The researchers say their predictive system allows experimental biologists to bypass the need to create stem cells in converting human cells from one type into another.
In a Nature Genetics paper, the team - led by scientists from the University of Bristol in the UK - notes that the current method for directly reprogramming human cells from one type to another - called "cell transdifferentiation" - takes a long time because it relies on trial and error to find the correct transcription factors.
Transcription factors are proteins that - among other things - help to regulate gene expression. All the cells of our body carry the same genes, but different genes are expressed and silenced in different cell types.

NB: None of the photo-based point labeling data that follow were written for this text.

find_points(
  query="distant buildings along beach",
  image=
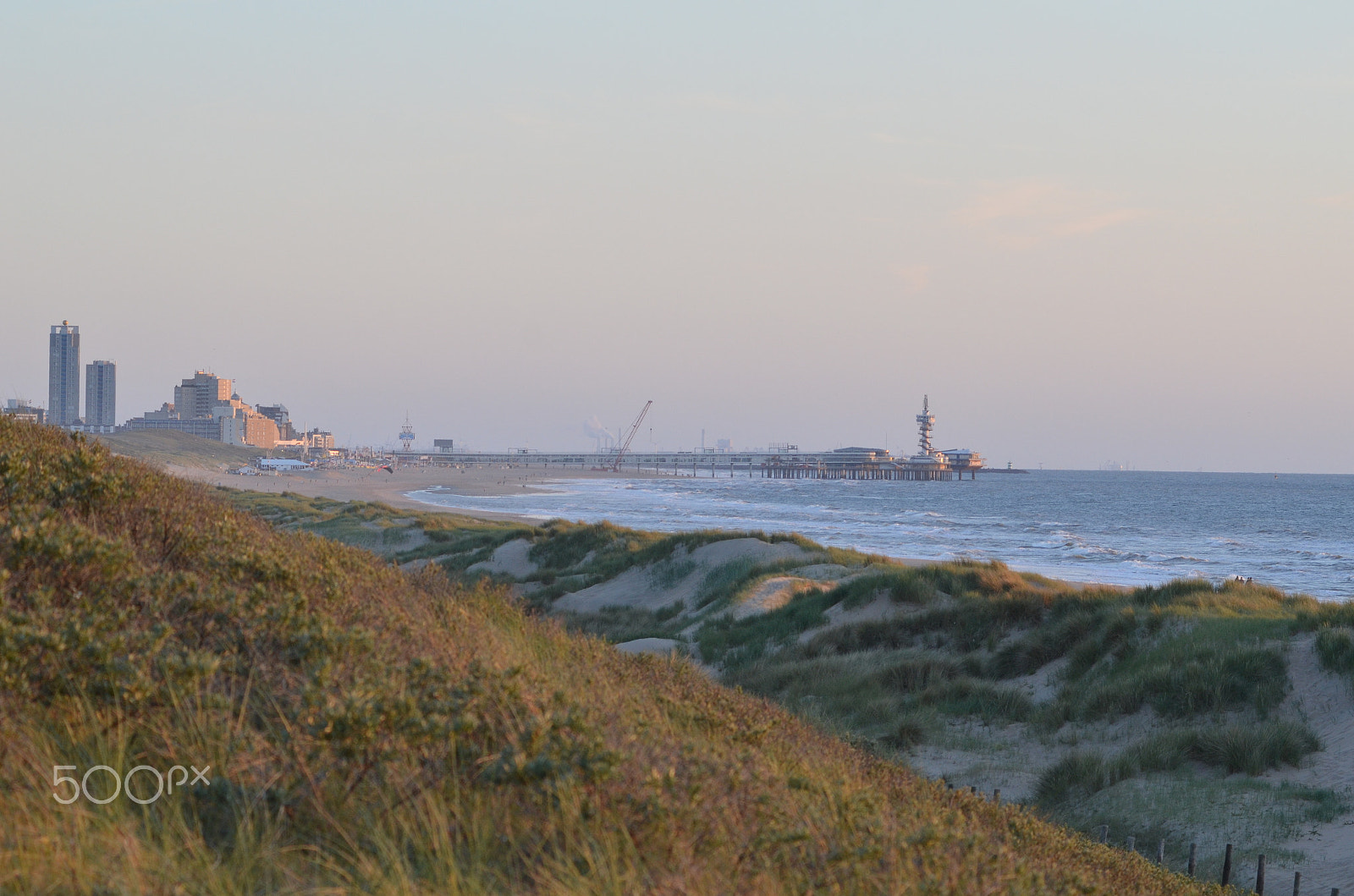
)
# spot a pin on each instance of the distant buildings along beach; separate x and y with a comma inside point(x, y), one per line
point(205, 405)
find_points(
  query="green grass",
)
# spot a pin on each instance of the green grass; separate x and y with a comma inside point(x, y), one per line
point(378, 733)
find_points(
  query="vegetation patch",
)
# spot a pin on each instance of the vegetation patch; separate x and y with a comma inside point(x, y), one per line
point(376, 731)
point(1250, 749)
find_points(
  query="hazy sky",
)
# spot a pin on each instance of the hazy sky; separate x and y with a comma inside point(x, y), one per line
point(1089, 230)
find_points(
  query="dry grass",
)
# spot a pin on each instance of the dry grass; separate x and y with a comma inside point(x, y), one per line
point(377, 733)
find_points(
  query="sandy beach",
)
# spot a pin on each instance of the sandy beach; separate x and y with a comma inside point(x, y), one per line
point(390, 487)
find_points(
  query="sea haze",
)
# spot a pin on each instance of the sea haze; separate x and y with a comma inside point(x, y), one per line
point(1295, 532)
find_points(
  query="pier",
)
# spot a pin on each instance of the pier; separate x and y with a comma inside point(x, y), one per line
point(783, 462)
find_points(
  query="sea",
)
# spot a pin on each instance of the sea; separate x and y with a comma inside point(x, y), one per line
point(1295, 532)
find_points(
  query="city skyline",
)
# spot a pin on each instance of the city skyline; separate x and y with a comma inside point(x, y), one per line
point(1087, 233)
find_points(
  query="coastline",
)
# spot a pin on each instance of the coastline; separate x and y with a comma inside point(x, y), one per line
point(378, 486)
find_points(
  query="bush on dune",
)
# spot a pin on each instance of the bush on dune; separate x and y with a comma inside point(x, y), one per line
point(372, 731)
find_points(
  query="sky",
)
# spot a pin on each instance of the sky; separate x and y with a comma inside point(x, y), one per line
point(1089, 232)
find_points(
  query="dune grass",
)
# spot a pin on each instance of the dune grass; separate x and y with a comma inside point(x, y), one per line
point(379, 733)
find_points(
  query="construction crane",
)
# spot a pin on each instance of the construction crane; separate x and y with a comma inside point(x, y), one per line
point(630, 436)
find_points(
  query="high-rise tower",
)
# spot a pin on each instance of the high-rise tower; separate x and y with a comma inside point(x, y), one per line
point(925, 422)
point(64, 375)
point(101, 394)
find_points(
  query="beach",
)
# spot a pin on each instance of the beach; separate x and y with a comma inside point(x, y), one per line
point(378, 485)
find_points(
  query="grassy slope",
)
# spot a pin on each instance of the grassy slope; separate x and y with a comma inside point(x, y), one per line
point(378, 733)
point(1207, 662)
point(169, 447)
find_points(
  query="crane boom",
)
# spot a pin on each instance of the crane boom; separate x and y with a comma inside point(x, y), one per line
point(630, 436)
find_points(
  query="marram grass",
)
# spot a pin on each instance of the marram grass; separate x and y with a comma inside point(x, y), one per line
point(376, 733)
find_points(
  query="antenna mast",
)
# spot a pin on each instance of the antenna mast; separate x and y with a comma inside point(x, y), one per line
point(925, 422)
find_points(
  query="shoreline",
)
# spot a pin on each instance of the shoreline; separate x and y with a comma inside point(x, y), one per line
point(378, 486)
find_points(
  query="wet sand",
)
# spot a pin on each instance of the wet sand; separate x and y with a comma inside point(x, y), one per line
point(390, 487)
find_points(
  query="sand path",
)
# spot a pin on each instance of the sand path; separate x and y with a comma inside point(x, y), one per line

To transdifferentiate one cell into another, you have to change the arrangement of which genes are switched on and which are switched off - and for this, you need a unique set of transcription factors, depending on which genes you are dealing with.
There is another way to create new cells of a certain type, and that is to go via pluripotent stem cells - immature or precursor cells that have not yet "decided" which type of cell they are. But, as Julian Gough - professor of bioinformatics at Bristol - explains, their predictive system means you do not have to go down this path:
"The barrier to progress in this field is the very limited types of cells scientists are able to produce. Our system, Mogrify, is a bioinformatics resource that will allow experimental biologists to bypass the need to create stem cells."
Pluripotent stem cells can be used to treat many different medical conditions and diseases. There are two types: embryonic and artificial. Embryonic stem cells are derived from embryos, and while they are the best quality stem cells, there are ethical concerns about their use - plus, the process of harvesting them from embryos for therapeutic use is expensive and difficult.
The first human artificial pluripotent stem cells were created nearly a decade ago by a team led by Shinya Yamanaka, of Kyoto University in Japan. It took them a long time - using trial and error - to find the four transcription factors that allowed them to reprogram fibroblasts from the skin of mice into pluripotent stem cells. Since then, scientists have only been able to discover further conversions for human cells a handful of times.
'Atlas of cellular reprogramming'
Prof. Gough says Mogrify predicts which transcription factors to use in order to create any human cell type from any other cell type directly.
With Prof. Jose Polo, of Monash University in Australia, the Bristol team tested the system on two new human cell conversions - and succeeded first time in both cases. Prof. Gough notes:
"The speed with which this was achieved suggests Mogrify will enable the creation of a great number of human cell types in the lab."
It took the Bristol team 5 years to construct the algorithm by bringing together information on gene expression with that of transcriptional regulatory networks. They used data from the FANTOM international consortium (based at RIKEN, Japan), of which Prof. Gough is a long-time member.
The paper notes how the team "applied Mogrify to 173 human cell types and 134 tissues, defining an atlas of cellular reprogramming," and that the algorithm "correctly predicts the transcription factors used in known transdifferentiations."
Prof. Gough sums up the implications of their work:
"The ability to produce numerous types of human cells will lead directly to tissue therapies of all kinds, to treat conditions from arthritis to macular degeneration, to heart disease. The fuller understanding, at the molecular level of cell production leading on from this, may allow us to grow whole organs from somebody's own cells."
In an effort to accelerate progress in the field, the team has made Mogrify available online for other researchers and scientists to use.
In November 2015, Medical News Today reported a study where scientists directly reprogrammed human skin cells into serotonin-releasing neurons. The team identified a cluster of six transcription factors for directing the cell differentiation.